The paint strokes are the loudest thing in the room, other than my own heart of course, and with the bristles that scrape the white-canvas, the artist paints Kylo and I, perfectly, or so it seems from this angle, as we sit side-by-side, pretending to be made of stone as she conveys our reflection with pastel and longing stares. 

I am certain, not even her art can convey the chaos inside my conflicted mind, for inside I am brewing a clashing swarm of emotions, which colour's are vivid and burning, almost to the point of garish. 

There's a deep violet inside, a stormy purple the same as the roaring sky and it bleeds its paint inside me with a nervous and guilty hue, based on the events from two days ago, where Anwar suggested that I stay in my imitated position, in close attempts to take down The First Order, thanks to the suspicion of a rebellion.

But there's also a pastel pink that wraps around that feeling, pinching my flesh that same colour as Kylo Ren sits by my side and lives cost-free in my brain. He seemed to be always flooding my mind, as if he was manifesting my thoughts, himself. 

It's a ferocious cling of antagonism and conflict that results with him bringing a passion hotter than a thousand suns, whilst the reminder of Anwar and his words, are only the whispers of why I shouldn't lust after him, the way I currently do.

I hate myself internally, for I know I should desire Anwar, the way I do with Kylo Ren. But it seems they both are pulling me in different directions, or holding onto different hands that grip onto them with different needs. 

The romantic need, perishes away with the longing for Anwar's love.
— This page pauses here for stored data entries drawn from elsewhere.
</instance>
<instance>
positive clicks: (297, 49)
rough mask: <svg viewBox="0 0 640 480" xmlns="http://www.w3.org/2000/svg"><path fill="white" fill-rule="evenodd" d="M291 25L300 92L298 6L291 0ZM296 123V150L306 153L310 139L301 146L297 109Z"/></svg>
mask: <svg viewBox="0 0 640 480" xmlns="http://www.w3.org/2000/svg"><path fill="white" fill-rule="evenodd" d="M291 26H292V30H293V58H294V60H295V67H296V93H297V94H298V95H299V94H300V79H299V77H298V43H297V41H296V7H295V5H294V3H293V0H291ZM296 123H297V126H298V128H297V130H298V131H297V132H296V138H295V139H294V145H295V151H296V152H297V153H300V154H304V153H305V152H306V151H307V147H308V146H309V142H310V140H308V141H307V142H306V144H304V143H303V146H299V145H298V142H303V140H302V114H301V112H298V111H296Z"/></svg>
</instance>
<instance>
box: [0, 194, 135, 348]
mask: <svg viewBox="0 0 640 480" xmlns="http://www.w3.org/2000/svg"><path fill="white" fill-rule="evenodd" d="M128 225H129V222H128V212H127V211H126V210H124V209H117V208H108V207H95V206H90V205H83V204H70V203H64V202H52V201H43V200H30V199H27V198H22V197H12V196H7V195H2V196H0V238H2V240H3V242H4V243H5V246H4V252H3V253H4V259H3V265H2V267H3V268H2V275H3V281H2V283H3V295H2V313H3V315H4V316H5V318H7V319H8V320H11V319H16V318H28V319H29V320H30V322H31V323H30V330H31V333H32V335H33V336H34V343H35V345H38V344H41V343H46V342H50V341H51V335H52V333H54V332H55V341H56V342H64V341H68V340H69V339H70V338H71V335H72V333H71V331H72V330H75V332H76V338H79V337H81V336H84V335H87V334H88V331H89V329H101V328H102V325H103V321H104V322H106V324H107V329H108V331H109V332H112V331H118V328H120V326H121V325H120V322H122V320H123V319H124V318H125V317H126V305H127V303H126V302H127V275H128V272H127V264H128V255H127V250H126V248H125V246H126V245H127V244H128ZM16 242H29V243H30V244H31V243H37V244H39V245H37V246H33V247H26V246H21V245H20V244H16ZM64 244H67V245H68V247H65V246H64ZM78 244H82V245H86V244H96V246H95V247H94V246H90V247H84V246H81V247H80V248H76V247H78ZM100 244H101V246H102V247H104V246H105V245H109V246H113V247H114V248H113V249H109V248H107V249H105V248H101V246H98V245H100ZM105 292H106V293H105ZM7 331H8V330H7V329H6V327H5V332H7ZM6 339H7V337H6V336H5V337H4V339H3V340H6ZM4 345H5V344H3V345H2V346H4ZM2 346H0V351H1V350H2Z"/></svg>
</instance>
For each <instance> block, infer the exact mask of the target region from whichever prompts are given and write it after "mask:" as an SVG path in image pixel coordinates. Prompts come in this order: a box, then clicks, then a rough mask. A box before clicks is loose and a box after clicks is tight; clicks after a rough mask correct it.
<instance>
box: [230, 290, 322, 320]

But Kylo Ren has owned the desire and fed my sexual hunger, with every moment spent.

Two very different things, and yet, they should be craving the same individual, but I don't. 

The rain still thrashed as dangerously as my inner hauntings, and the woman who painted us moved like the true artist she was, her eyes taking in more details than the average person, her limbs almost dancing even when she walked to get more paint upon her pallet.

When I first introduced myself, she gave me a weary look, but the birthmark that had been drawn on my skin with a type of staining ink, one much different to the wipe-away pastels upon her pallet, was my saviour always, and it kept her from growing suspicious to my change of voice or perhaps the exiled gleam from my eyes. 

It had been already, an hour and a half of staying so still, careful to change positions and ruin her portrait that would be revealed to the Kingdom people on the day of my, supposed birthday banquet, in a couple of days, where then it will be hung right beside the King's terrifying painting, as Ruby had told me this morning, with dead eyes that matched her dry tone – As we both pretended the last time we had met, hadn't happened at all. For two very different reasons though. 

I still hated her for keeping the Princess locked away from her fate and forcing me to complete it instead, but I only left it now, for Anwar's life, and the request he had asked of me, on behalf of the rioting people of Jorkhan. I just hope when the time comes, one day, I will be able to take the chance to leave this dreadful place and lifestyle – No matter how much the man beside me, tried to make me feel at home in his strong arms at night. 

Suddenly, the door to the left opens, breaking both Kylo and I, out of our streak of standing so still for so long, as we both turn to see who had interrupted the silence. 

It was a raging, orange flame of hair that walked in, making even the sunny colours of the artist's paints jealous, and for a split second, a dread flooded my blood and sunk my bones, but when my eyes dropped to the crisp suit and thin lips, I calmed somewhat when I realised it wasn't the scowling face of Ruby, but instead the glaring eyes of General Hux.